In what can only be described as a masterclass in diplomatic desperation, Her Majesty's Government has announced a feverish pursuit of bilateral trade deals with North American powers as the continental free trade deadline hurtles towards us like a hungover freight train. Whitehall mandarins, no doubt fuelled by lukewarm tea and the ghost of empire, have been spotted loitering outside the Canadian High Commission and the US Embassy, clutching copies of Truss's 'Axe the Tax' and looking profoundly lost.

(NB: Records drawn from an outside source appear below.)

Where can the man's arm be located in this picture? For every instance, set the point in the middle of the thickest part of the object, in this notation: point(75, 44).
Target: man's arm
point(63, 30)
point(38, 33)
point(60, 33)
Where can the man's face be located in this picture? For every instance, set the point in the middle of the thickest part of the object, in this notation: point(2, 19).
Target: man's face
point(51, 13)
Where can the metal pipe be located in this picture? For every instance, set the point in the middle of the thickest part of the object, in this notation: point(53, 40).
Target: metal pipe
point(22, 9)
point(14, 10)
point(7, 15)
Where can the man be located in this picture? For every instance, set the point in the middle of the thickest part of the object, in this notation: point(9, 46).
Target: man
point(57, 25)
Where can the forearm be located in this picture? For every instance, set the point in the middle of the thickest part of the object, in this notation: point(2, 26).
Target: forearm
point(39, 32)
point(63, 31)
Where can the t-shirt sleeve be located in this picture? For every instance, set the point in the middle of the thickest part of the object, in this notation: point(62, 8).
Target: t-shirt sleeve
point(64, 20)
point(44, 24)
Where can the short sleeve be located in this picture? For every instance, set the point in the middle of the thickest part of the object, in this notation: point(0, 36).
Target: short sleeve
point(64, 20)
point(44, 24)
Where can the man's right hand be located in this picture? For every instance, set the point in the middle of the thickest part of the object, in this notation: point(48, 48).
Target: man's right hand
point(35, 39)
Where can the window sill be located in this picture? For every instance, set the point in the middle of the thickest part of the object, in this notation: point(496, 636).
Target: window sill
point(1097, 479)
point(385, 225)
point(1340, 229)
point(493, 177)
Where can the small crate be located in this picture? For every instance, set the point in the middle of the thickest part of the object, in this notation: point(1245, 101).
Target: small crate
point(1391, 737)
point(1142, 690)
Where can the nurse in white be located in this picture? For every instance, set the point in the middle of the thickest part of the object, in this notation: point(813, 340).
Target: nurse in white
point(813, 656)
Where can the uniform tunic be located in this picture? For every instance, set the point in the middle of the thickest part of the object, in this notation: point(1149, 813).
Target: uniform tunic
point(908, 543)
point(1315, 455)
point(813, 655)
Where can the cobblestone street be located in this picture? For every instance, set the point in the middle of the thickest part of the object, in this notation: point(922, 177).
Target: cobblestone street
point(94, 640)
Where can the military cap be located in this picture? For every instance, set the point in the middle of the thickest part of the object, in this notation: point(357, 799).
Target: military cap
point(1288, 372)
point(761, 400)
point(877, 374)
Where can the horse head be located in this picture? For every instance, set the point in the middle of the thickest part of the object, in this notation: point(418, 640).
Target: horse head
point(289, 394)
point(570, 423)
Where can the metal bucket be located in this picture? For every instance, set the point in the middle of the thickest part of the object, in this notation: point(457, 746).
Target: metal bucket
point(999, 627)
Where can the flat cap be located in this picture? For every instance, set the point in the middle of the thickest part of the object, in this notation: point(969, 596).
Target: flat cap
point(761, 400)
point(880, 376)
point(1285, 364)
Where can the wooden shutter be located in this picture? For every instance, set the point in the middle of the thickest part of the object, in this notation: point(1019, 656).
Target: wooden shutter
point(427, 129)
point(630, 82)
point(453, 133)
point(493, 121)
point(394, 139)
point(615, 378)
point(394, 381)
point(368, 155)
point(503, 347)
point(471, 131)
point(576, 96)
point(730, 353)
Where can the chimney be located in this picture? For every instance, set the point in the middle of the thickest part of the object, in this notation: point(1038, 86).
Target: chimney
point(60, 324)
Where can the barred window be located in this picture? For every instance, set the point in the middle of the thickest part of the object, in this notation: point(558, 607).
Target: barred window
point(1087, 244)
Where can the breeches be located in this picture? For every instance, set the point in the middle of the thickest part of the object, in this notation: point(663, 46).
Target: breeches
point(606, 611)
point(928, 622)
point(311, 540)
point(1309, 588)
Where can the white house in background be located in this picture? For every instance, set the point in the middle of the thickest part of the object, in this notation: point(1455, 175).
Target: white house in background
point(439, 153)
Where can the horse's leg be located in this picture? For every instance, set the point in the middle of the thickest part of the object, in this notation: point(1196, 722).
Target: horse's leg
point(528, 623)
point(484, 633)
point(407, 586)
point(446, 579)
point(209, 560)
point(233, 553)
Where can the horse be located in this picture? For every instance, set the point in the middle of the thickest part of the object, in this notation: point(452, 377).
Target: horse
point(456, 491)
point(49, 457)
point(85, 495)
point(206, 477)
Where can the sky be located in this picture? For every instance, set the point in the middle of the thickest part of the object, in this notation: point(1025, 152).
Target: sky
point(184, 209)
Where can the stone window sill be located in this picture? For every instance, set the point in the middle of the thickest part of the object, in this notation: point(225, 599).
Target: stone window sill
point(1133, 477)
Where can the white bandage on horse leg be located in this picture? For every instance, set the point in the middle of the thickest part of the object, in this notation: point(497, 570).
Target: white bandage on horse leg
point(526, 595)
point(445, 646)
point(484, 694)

This is the same government that promised us a glorious, sunlit uplands of global free trade, and now appears to be treating a trade deal like a desperate date at closing time: 'We'll take whatever's left, thanks. Even if it's just a crate of maple syrup and a crate of Bud Light.'
The NAFTA renegotiations have become a sort of geopolitical theatre, a Circus Maximus where ministers perform fiscal acrobatics while the nation watches through spread fingers. The UK's pitch? 'We're small, we're plucky, and we won't complain if you give us slightly fewer chlorinated chickens than the Americans.' It's the diplomatic equivalent of a dog begging for scraps under a table, but dressed in a Savile Row suit.
Let's be clear: this is not a trade deal. This is a shambolic jumble sale of national sovereignty, where we flog our regulatory standards for a chance to sell Marmite to people who already have Vegemite. The negotiators will emerge, blinking, from some airless room in Ottawa, clutching a document that promises 'enhanced co-operation' and 'mutual recognition of standards' which translates to 'you can have our kidneys if we can have your digital services.'
Meanwhile, the deadline looms like a Dementor over Hogwarts, sucking the joy from any remaining optimism. The Canadians are playing it cool, the Americans are playing it loud, and the British are playing it meek, offering to host the QLMTs (Quarterly Lobster and Maple Syrup Tribunals) as a gesture of goodwill. It's a pantomime of power where we're the comic relief, tripping over our own red tape.
But fear not, dear reader, for the government has a plan. That plan is to hope that the Americans are too distracted by their own domestic chaos (which, let's face it, is like a 24/7 soap opera written by a coked-up marmoset) to notice that we're offering them a slightly worse version of what they already have with Canada and Mexico. The strategy? Blinding them with politeness and a desperate need for validation.
As the clock ticks down, one can almost hear the gin glasses clinking in the bars of Westminster, where MPs console themselves with the thought that at least we tried. And if we fail, well, there's always the Commonwealth, surely they'll take us back. Right? Right? Anyone?